PRP by itself can be used successfully for repairing bursitis of the shoulder and rotator cuff tears, muscle tears and sprains, meniscus tears of the knee, mild to moderate osteoarthritis of various joints and spine disorders, particularly facet joint problems.
Prolotherapy Stem Cell Therapy
- Stem Cells are undifferentiated and they are capable of self-renewal by replication
- Stem Cells can undergo differentiation into specific cell lineages.

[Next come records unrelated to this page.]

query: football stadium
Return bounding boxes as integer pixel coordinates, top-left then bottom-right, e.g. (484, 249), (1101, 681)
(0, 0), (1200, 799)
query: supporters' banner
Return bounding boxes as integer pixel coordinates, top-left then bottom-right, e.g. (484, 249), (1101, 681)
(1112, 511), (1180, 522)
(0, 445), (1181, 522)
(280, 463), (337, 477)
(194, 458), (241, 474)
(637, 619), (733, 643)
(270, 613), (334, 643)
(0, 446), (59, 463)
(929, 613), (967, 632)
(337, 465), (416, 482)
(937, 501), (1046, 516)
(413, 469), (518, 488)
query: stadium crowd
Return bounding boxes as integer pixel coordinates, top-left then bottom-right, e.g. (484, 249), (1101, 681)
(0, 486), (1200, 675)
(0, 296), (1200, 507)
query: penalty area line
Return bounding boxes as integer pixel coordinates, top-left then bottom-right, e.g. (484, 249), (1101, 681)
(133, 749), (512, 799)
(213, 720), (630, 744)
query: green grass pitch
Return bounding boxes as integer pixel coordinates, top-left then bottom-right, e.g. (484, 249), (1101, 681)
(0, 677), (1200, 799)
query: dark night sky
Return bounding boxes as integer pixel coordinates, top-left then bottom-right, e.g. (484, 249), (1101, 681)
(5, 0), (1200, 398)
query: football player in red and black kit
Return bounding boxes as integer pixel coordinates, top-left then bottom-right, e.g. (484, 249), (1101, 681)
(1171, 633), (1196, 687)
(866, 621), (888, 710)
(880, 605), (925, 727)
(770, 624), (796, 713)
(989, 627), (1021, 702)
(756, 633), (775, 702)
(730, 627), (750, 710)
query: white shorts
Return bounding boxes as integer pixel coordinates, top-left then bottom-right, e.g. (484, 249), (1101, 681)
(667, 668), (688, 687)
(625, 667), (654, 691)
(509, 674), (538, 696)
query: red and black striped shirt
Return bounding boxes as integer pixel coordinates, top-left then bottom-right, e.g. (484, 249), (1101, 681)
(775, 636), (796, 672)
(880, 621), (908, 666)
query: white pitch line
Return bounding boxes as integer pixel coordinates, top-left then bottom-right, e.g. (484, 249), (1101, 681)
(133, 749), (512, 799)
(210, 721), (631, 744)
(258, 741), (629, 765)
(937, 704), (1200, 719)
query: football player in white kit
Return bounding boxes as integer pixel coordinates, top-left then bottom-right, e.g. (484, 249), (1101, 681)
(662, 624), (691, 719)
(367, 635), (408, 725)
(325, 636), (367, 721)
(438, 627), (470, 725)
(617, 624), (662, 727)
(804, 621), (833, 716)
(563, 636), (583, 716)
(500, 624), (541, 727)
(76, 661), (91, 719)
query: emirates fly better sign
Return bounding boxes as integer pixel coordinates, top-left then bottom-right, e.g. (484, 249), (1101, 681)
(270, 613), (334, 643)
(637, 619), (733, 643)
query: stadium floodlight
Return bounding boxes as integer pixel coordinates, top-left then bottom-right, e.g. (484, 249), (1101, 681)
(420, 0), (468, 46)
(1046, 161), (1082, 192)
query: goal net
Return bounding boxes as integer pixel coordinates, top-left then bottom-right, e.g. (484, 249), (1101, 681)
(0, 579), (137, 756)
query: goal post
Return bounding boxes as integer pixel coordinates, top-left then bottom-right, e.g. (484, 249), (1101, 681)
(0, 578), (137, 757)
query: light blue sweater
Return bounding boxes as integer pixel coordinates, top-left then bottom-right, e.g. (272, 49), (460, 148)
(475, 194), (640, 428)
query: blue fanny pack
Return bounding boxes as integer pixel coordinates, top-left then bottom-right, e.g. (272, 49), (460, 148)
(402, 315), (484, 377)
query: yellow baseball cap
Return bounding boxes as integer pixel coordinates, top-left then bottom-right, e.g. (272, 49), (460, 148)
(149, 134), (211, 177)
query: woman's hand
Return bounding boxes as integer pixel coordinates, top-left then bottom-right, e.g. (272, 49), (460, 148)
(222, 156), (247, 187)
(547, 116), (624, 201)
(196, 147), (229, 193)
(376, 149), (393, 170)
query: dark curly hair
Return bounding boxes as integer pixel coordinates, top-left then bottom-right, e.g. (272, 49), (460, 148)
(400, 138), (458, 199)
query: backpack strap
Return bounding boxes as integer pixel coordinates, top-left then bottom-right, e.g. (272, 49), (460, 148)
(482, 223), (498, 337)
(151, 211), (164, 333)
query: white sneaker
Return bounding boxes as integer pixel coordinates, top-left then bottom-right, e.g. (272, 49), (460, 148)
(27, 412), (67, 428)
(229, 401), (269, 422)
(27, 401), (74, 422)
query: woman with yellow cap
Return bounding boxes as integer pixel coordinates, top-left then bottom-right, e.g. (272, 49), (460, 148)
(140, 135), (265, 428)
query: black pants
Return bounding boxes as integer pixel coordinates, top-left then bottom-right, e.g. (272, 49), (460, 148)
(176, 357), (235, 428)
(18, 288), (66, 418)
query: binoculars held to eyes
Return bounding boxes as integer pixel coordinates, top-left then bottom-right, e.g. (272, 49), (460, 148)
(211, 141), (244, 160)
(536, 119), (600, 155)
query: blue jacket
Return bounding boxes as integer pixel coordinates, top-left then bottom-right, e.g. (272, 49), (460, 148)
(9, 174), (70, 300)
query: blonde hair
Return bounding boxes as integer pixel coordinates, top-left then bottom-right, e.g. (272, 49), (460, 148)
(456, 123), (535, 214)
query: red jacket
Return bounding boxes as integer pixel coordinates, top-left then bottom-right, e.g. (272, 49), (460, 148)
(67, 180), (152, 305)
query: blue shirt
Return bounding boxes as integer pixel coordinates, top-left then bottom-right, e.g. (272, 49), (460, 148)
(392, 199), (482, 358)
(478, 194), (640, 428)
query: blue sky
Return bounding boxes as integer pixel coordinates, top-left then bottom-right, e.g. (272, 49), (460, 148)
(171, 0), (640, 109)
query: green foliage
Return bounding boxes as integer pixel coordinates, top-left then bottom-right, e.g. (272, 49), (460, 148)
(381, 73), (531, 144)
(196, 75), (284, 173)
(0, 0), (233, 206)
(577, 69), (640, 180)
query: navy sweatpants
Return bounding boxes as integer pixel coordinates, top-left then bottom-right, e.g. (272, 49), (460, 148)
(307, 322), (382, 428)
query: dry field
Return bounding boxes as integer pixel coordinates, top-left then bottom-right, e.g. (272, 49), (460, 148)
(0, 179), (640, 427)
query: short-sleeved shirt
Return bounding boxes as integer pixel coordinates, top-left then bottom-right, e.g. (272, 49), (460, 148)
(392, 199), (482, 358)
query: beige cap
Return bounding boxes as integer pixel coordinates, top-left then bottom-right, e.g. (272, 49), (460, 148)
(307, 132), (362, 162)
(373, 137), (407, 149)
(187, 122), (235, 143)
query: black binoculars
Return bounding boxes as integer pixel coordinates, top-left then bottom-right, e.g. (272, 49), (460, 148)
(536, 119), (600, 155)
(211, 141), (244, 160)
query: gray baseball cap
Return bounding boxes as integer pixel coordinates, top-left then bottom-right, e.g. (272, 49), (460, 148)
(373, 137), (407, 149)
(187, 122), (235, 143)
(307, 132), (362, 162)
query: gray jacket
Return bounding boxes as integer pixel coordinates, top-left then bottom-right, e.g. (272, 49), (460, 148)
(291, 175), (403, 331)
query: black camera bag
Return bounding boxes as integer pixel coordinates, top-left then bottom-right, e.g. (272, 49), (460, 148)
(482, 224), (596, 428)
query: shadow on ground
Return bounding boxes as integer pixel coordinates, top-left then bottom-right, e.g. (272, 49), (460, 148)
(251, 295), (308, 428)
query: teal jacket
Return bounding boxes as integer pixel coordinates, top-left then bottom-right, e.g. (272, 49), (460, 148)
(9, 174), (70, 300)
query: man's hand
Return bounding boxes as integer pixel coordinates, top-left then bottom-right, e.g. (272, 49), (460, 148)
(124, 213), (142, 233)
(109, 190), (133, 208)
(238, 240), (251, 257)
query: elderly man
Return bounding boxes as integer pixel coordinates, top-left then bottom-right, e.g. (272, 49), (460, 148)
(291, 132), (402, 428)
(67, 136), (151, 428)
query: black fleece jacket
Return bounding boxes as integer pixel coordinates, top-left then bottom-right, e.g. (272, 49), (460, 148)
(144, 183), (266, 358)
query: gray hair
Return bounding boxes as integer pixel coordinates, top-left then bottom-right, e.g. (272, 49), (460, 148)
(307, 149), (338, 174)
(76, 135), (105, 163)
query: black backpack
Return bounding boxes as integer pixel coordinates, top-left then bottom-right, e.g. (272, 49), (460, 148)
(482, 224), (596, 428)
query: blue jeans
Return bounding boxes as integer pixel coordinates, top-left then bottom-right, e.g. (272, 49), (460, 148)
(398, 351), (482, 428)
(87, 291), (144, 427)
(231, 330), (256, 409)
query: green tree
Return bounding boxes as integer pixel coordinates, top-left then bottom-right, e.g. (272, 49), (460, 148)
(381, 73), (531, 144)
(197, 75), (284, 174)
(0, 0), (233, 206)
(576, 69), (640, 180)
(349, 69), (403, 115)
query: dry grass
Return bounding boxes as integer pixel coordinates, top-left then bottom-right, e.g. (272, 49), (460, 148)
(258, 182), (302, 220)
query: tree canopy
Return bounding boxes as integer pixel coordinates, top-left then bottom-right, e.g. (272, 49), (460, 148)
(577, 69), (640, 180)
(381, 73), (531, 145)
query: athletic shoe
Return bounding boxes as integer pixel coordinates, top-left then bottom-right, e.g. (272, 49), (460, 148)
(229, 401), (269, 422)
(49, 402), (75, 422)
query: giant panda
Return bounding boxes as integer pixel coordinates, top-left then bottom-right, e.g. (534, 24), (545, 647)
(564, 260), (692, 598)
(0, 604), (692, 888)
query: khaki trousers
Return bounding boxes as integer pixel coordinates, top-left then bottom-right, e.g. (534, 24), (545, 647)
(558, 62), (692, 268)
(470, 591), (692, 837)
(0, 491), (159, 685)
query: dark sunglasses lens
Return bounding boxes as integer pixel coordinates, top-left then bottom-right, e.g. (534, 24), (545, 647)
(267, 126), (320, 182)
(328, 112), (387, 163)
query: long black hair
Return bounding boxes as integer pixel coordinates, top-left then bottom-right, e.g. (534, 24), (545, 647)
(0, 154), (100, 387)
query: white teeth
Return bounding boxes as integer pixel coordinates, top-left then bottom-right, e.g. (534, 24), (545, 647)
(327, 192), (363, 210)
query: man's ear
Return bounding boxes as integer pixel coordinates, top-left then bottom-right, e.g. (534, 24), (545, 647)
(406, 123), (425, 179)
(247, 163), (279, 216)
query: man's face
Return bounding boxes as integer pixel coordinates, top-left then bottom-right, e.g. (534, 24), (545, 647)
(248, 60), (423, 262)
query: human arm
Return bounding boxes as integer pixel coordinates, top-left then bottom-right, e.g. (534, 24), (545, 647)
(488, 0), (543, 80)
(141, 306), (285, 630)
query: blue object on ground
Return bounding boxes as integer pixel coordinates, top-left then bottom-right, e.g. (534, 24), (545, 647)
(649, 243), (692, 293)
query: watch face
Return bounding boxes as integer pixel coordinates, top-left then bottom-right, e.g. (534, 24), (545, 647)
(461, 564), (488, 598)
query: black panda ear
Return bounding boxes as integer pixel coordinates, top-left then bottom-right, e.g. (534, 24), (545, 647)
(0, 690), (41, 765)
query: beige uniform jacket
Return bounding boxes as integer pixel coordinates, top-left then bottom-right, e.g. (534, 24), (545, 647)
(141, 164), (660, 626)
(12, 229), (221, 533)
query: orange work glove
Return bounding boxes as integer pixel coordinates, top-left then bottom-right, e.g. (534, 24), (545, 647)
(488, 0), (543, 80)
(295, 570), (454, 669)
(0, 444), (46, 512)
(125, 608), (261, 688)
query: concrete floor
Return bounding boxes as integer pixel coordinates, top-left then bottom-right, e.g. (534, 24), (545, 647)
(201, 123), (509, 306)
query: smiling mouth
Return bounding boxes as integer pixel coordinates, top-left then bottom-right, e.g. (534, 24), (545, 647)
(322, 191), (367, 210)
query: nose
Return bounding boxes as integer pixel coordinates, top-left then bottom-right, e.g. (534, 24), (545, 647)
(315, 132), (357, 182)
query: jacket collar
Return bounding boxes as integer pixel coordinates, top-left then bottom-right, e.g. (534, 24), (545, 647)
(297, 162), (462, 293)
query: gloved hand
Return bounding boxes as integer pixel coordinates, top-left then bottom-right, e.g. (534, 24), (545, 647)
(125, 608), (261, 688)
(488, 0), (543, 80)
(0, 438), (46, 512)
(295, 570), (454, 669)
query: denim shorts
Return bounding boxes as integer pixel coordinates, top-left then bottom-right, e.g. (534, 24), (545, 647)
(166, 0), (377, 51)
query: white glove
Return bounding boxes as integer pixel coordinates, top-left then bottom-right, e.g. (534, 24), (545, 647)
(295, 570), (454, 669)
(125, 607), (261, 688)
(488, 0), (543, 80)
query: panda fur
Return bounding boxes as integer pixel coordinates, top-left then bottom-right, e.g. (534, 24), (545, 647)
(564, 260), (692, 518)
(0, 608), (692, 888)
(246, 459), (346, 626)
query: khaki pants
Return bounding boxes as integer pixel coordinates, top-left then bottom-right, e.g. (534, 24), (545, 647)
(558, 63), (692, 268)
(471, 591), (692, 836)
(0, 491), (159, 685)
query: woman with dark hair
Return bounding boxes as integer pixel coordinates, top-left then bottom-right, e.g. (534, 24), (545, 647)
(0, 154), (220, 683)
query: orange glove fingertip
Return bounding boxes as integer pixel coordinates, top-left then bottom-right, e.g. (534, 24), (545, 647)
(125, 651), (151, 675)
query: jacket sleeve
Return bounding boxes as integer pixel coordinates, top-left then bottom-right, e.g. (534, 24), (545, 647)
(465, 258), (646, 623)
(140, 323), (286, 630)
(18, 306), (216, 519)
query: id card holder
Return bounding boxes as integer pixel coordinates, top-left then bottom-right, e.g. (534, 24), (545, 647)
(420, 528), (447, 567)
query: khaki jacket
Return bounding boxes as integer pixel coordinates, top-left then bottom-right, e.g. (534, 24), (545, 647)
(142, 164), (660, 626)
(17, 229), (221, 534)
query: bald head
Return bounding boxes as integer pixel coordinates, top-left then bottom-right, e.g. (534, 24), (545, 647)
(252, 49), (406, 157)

“The FDA states it is ok to use these cells as long as they are put back into the same patient and they are minimally manipulated.”
There are a host of other factors beside platelet rich plasma that supports stem cells, increases their survival on transplantation and stimulates them to differentiate and heal the defect at the recipient site as quickly as possible. Photoactivation of platelet rich plasma with low level lasers (soft lasers) will release exosomes, which are tiny particles, released by platelets and white blood cells. They contain proteins and genetic material required for wound healing and stimulation of stem cells.
Prolotherapy and stem cell therapy are the newest treatment modalities for ruptured tendons, ligamentous injuries, and disc herniations in the neck and in the lower back. You will not get this from your primary care physician or from your regular orthopedic surgeon at the present time, because they profit from the conventional procedures. But you owe it to your health to try these alternatives first as they are much less invasive and they involve your own cells that will heal the defects with a very high probability. You still have the option to seek surgery, should these alternative procedures fail (which is unlikely). Unfortunately most insurance carriers will not pay for this service at this time.